PEG Explorer

Part of Mouse version 1.9


Parsing Expression Grammar (PEG) is useful, but is not well understood as a language definition tool. Literature contains many examples of surprising behavior. In its appearance, PEG is practically identical to the familiar Extended Backus-Naur Form (EBNF). However, because PEG uses limited backtracking, the language accepted by parsing expression e is often a subset of the language defined by e according to EBNF. This difference gives the impression of PEG being unpredictable. The purpose of PEG Explorer is to assist in detecting and understanding the difference.

The limited backtracking applies to expressions of the form A = e1/e2 and means that once e1 succeeded, there is no backtracking to try e2 in the case of a later failure. It is rather obvious that limited backtracking has no effect if A = e1/e2 satisfies this condition:

(C) No word defined by e1 is a prefix of any word defined by e2 Tail(A) where Tail(A) defines the set of all strings that can follow A in a string conforming to the grammar.

Clearly, if e1 succeeded, the input starts with a word defined by e1. A successful backtracking would mean that the same input conforms to e2 Tail(A), which is excluded by (C). Thus, backtracking will fail and skipping it makes no difference. The limited backtracking is "efficient".

A special case of (C) is that first letters of words defined by e1 are distinct from first letters of words defined by e2 Tail(A). This is known as the LL(1) condition, and is easily checked. Many expressions that do not satisfy LL(1) still satisfy (C), but there is no general way to check this. However, a large number of cases can be checked by inspection. The function of PEG Explorer is to facilitate such inspection. It checks the LL(1) condition for all expressions e1/e2 and lets you explore those that fail the test.

The expressions A = e?, A = e* and A = e+ are abbreviations for, respectively, A = e/ε, A = eA/ε and A = ee*, where ε is the empty word. The Explorer treats them as such.

Instead of working with single letters, PEG specifies "terminals" that may be strings of letters of sets of letters. Instead of comparing single letters, the Explorer checks if pairs of such terminals are "disjoint" or "conflicting".
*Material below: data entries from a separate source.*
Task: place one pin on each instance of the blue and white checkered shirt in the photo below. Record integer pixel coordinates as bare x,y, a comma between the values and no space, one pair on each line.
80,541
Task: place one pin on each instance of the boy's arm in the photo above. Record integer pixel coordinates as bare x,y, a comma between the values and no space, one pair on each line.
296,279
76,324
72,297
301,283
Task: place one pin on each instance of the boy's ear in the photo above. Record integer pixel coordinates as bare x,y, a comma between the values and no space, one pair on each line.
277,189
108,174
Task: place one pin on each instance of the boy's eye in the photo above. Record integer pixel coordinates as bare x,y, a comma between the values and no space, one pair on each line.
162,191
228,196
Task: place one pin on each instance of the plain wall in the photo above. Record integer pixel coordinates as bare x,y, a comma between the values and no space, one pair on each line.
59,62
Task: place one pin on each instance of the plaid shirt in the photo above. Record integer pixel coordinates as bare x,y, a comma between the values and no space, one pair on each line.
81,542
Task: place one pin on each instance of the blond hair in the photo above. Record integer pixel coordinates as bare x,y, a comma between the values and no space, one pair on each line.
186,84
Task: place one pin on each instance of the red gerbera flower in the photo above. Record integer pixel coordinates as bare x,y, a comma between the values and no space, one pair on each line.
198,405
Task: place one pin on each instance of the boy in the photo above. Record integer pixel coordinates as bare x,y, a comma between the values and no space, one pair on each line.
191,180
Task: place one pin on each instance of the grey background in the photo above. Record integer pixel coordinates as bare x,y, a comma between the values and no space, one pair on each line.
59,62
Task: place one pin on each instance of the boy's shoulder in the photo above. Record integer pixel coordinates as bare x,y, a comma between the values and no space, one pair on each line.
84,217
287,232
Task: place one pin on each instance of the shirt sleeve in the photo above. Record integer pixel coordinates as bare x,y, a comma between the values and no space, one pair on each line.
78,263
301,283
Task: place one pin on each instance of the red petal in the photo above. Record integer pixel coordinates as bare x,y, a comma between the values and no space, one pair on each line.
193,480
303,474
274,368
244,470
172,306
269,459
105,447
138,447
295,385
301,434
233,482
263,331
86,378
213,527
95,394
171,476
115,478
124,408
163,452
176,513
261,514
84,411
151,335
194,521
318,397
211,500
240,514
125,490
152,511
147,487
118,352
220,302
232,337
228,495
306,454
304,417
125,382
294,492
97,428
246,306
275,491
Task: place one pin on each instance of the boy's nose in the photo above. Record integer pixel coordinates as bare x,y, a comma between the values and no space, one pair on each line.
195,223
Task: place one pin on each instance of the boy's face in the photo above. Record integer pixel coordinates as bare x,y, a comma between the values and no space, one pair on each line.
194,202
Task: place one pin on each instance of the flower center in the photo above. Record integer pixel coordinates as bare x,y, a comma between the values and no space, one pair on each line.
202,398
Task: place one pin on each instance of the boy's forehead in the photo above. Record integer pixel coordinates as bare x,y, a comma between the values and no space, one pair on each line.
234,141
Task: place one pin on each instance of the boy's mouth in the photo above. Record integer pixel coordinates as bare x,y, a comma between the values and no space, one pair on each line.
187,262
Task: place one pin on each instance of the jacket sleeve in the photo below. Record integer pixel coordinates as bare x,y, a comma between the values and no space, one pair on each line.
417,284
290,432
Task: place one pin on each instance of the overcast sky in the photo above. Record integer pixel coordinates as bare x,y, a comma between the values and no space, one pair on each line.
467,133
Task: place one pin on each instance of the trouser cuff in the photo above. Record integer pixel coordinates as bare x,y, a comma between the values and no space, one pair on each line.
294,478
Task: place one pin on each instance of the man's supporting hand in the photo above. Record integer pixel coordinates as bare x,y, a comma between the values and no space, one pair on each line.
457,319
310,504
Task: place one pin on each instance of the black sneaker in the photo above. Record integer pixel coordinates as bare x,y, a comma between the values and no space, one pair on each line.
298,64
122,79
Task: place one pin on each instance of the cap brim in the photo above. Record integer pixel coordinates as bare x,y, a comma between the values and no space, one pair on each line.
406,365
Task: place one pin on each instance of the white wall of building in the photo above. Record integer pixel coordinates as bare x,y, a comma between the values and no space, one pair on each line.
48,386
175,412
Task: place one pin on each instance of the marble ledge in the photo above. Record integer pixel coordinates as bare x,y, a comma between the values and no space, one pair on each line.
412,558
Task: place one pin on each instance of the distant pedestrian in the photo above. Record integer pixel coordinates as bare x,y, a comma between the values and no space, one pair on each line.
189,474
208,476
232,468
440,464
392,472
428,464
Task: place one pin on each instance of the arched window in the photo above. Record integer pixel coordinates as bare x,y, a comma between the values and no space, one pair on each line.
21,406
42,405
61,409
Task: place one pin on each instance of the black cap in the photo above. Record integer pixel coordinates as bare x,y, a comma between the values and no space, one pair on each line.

In the following, the Explorer is introduced by applying it to two grammars supplied with Mouse as examples.

Explore Examples

Example 4

Using command prompt, go to the directory Mouse\examples\Example4 and enter the command:

java mouse.ExplorePEG -G myGrammar.txt
The command should open a window like this:

You see there all Rules of the grammar. They are listed in alphabetical order to facilitate finding them in a large grammar.

By clicking the "All" button you can see all subexpressions, with names indicating their positions within a Rule:

By selecting a Rule and clicking the "Find" button you see only the expressions using that Rule. You can use the "Rules", "All", and "Find" buttons to switch between these views.

Explorer checks the LL(1) condition for all expressions and lets you explore all cases that do not satisfy the condition. You can see thse expressions by clicking the "Non-LL1" button. The result is as follows:

It tells you that the choice in "Number" does not satisfy LL(1). Which is rather obvious since both alternatives may start with "Digits". To explore it, click on the line. Or select the line and click the "Show" button. The result is a new window that looks like this:

You see here again the LL(1) conflict that you are going to explore, and the reason for the conflict: both alternatives define strings that may start with [0-9]. Below you see both alternatives ready for exploration. The expressions above and below "========" are, respectively, the expressions e1 and e2 Tail(A) in the condition (C) that you want to check. You are going to transform these expressions, and in the process perhaps remove sub-expressions that are not interesting.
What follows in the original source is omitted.